He dirigido inmediatamente mi mirada a los pasmas que me escudriñaban como si fuera el rey de los zopencos por quedarme allí, mirando al vacío. El bajo ha levantado la ceja y se ha encogido de hombros. «Bueno, colega ¿ya has terminado el trabajo?» Eso era lo que ha querido decir. De nuevo he mirado con insistencia el departamento de las armas Y entonces se han vuelto. Pero el viejecito había desaparecido. Me he sentido casi aliviado.
Dos minutos más tarde, sordo como una tapia aún, estaba sumido en las profundas aguas del sótano, navegando en busca de Pepito Grillo. ¡Pepito Grillo, eso es!, tenía exactamente la jeta bonachona y chusca, chata y lisa a fuerza de archivejez, de Pepito Grillo. Mis dos pasmas patrullaban algo más lejos, no podía evitar verlos, como si mis ojos hubieran sido imantados por su evidencia profesional.
¡Y la jeta que ponían cada vez que se encontraban con mi mirada! Todas las amenazas del mundo en aquellos dos hocicos descompuestos.
Y ni rastro de Pepito. Por primera vez, he advertido hasta que punto eran abundantes las batas grises de Théo. Y parecidas, en su vejez. Innumerables, parecidas y solitarias. Sin ningún contacto unos con otros, los modernos vejestorios ¡Théo! Decirle a Théo que uno de sus protegido, había mangado municiones en el departamento de la artillería.
Théo estaba aconsejando a una mujerona, del estilo Castafiore en el departamento de los papeles pintados. La quincallería de la dama expresaba sus deseos, y la cabeza de Theo aprobaba y volvía a aprobar. Le iba a endosar varias capas unas sobre otras, de sus papeles pintados.

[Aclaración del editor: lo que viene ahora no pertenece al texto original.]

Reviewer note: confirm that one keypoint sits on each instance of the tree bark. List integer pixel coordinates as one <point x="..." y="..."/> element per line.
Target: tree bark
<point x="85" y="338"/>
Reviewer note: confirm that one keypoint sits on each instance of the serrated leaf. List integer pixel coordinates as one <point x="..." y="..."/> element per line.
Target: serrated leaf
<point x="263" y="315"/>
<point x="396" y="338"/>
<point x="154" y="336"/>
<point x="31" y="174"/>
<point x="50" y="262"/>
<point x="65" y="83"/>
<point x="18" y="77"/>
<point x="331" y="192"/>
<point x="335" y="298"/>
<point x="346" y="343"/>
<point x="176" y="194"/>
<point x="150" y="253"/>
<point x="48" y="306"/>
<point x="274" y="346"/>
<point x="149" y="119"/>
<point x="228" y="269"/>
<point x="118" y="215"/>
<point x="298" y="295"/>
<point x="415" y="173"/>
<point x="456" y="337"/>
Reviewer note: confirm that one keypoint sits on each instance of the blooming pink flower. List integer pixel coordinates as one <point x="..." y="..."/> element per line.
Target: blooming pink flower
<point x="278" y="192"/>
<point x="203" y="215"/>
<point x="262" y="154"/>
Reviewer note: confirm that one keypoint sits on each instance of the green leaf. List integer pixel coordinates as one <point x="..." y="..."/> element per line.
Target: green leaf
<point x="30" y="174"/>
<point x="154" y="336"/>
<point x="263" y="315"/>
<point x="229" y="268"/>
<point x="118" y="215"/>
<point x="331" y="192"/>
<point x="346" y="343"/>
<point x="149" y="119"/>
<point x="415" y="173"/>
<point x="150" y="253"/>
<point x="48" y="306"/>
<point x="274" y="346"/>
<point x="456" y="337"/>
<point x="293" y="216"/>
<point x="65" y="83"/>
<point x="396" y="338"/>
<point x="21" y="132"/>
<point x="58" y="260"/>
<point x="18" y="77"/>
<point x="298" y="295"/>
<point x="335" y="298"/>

He puesto, pues, rumbo a Théo, pero estaba solo a mitad del recorrido cuando tres acontecimientos simultáneos han trastornado mi programa. En primer lugar, la clara visión de Pepito, a unos diez metros de mí, vaciando la pólvora de los cartuchos en el estuche metálico de una broca de taladro, con un ojo en su trabajo y el otro clavado en mí, sonriente e imposible de descubrir para los dos pasmas, pues se hallaba perdido entre media docena de víejecitos idénticos, todos en pleno bricolaje. Luego, una poderosa palmada en mi hombro que ha hecho «¡plop!» en mi cabeza y, por fin. La atronadora voz de Lecyfre que ha llenado todo el volumen de mi desatorado cráneo.
—Bueno, Malausséne, ¿estás soñando? ¡Hace cinco minutos que los altavoces te reclaman al teléfono! Es muy urgente, tu hermana al parecer.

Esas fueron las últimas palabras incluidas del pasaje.